AUTHOR=Sierra Ana Paula Renno , Oliveira Rodrigo Assunção , Silva Elton Dias , Lima Giscard Humberto Oliveira , Benetti Marino Pereira , Kiss Maria Augusta Pedanti , Sierra Carlos Anibal , Ghorayeb Nabil , Seto Jane T. , Pesquero João Bosco , Cury-Boaventura Maria Fernanda TITLE=Association Between Hematological Parameters and Iron Metabolism Response After Marathon Race and ACTN3 Genotype JOURNAL=Frontiers in Physiology VOLUME=10 YEAR=2019 URL=https://www.frontiersin.org/journals/physiology/articles/10.3389/fphys.2019.00697 DOI=10.3389/fphys.2019.00697 ISSN=1664-042X ABSTRACT=

α-Actinin-3 (ACTN3 R577X, rs.1815739) polymorphism is a genetic variation that shows the most consistent influence on metabolic pathway and muscle phenotype.
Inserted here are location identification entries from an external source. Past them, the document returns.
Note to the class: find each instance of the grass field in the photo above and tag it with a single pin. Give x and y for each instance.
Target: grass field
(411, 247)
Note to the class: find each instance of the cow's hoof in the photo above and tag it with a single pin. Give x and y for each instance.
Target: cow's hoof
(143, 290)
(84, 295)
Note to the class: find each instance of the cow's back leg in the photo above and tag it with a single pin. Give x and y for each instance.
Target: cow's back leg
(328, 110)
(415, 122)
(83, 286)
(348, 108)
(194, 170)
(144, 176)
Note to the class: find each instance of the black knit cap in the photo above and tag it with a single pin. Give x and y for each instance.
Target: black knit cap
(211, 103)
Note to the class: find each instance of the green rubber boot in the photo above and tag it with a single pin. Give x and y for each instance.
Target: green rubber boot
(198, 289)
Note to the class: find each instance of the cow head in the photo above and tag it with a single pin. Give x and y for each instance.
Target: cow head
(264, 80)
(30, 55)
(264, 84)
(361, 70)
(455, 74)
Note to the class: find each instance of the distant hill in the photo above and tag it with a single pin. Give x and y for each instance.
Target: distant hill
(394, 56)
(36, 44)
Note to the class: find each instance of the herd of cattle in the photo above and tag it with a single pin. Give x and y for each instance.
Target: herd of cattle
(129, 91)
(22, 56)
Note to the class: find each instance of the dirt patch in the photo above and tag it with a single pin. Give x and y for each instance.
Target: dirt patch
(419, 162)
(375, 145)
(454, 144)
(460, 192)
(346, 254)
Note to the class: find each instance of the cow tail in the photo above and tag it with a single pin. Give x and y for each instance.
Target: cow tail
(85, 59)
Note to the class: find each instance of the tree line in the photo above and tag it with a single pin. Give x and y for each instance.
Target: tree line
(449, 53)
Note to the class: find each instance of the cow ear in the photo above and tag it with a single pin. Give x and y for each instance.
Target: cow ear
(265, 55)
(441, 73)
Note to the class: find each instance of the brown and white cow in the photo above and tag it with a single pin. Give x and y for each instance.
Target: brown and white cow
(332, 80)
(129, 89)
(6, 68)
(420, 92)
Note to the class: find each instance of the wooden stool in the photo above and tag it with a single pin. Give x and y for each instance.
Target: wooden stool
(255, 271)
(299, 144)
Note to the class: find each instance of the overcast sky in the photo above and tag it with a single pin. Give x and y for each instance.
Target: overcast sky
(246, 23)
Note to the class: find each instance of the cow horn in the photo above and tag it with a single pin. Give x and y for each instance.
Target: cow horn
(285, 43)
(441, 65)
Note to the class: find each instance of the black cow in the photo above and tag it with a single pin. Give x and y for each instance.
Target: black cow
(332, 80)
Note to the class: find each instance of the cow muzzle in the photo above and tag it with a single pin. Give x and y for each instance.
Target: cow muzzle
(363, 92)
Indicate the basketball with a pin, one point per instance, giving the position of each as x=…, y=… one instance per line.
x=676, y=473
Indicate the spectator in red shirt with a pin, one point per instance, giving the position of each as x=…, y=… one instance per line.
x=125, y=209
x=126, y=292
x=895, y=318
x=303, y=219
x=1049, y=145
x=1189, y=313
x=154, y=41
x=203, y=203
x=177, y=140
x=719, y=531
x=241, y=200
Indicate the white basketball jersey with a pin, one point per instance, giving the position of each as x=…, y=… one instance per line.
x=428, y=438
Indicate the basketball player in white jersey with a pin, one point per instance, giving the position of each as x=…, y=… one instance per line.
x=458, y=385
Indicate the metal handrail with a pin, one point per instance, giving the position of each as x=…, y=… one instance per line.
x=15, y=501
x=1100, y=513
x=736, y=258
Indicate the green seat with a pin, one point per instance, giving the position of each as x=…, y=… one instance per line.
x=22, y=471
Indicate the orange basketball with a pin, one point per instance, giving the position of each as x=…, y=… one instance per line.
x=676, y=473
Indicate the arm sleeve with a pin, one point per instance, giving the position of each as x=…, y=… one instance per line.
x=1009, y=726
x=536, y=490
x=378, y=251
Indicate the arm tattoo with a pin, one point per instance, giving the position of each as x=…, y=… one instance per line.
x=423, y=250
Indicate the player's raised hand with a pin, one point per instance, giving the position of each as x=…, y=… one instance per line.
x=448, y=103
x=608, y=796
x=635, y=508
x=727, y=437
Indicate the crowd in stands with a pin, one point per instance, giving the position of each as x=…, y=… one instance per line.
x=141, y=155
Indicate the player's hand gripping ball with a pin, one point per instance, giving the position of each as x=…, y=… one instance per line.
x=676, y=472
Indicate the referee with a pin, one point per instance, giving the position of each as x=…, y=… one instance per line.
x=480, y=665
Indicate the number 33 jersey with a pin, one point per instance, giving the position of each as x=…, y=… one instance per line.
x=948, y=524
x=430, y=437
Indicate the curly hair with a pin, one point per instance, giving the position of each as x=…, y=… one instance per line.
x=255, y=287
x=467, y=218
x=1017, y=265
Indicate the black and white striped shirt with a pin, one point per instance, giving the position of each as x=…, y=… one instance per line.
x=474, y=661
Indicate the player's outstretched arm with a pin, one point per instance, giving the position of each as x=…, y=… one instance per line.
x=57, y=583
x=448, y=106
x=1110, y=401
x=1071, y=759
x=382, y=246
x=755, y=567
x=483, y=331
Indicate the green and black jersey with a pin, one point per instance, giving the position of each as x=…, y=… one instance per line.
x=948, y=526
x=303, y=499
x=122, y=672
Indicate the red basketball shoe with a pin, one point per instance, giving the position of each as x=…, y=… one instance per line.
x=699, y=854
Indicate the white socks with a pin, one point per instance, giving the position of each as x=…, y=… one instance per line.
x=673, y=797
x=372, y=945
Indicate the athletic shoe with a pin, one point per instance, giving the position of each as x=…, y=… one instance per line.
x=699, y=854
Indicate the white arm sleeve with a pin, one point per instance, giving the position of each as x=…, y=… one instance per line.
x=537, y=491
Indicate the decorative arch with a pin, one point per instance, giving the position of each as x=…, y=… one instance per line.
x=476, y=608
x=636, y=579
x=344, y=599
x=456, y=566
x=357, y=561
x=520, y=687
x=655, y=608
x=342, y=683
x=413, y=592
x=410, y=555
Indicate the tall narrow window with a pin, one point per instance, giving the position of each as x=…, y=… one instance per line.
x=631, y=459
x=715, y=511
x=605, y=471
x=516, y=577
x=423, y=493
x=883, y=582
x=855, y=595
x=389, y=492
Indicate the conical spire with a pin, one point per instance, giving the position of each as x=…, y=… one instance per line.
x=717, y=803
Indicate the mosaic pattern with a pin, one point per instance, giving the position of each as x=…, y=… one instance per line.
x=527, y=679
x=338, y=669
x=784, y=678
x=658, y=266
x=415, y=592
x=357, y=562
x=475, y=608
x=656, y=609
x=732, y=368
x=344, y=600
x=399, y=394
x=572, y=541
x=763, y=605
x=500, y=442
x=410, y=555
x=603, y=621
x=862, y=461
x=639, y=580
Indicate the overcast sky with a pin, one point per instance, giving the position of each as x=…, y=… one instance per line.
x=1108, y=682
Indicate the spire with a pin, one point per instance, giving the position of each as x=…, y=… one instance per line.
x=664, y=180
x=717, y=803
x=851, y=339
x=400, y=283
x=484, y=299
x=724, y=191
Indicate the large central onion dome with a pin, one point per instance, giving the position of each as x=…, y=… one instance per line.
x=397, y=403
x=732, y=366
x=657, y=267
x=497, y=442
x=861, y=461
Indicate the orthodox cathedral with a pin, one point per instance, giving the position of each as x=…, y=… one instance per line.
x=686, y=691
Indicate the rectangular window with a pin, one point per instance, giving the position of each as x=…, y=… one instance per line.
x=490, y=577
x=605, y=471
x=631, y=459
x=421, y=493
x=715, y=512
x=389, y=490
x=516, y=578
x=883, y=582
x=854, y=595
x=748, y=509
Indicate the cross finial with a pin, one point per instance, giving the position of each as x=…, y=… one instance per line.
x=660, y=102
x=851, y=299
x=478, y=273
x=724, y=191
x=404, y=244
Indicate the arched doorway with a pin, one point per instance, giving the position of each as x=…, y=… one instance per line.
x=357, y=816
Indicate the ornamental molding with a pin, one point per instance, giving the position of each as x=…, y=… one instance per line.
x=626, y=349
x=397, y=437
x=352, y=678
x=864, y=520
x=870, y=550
XX genotype is associated with higher metabolic efficiency of skeletal muscle; however, the role of ACTN3 polymorphism in oxygen transport and utilization system has not yet been investigated. Therefore, the aim of this study was to determine the influence of ACTN3 polymorphisms on hematological and iron metabolism response induced by marathon race. Eighty-one Brazilian amateur male endurance runners participated in the study. Blood samples and urine were collected before; immediately after; and 1, 3, and 15 days after the marathon race. Urine, hematological parameters, iron metabolism, and ACTN3 genotyping analyses were performed. The marathon race induced a decrease in erythrocytes, Hb, and Ht, and an increase in hematuria, creatinine, myoglobin, red cell distribution width, mean corpuscular hemoglobin concentration, mean corpuscular hemoglobin, direct and indirect bilirubin and erythropoietin. Moreover, an elevation immediately or 1 day after the marathon race follows a reduction 3 or 15 days after the marathon race were observed on transferrin saturation and iron and transferrin levels. Hematological parameters and iron metabolism changes induced by marathon race were not observed in XX genotypes. Hematuria and decreased erythrocytes, Hb, Ht, and iron and transferrin levels were observed only in RR and/or RX genotypes but not in XX genotypes. The percentage of runners with hematuria, leukocyturia, iron deficiency, creatinine, myoglobin, and bilirubin imbalance was higher in RR compared to XX genotypes. ACTN3 polymorphism is associated with iron metabolism and hematological responses after endurance exercise. Despite these results being based on a small sample, they highlight a protective role of the XX genotype on hematological and renal changes induced by long-distance exercise. Therefore, these findings should be further replicated.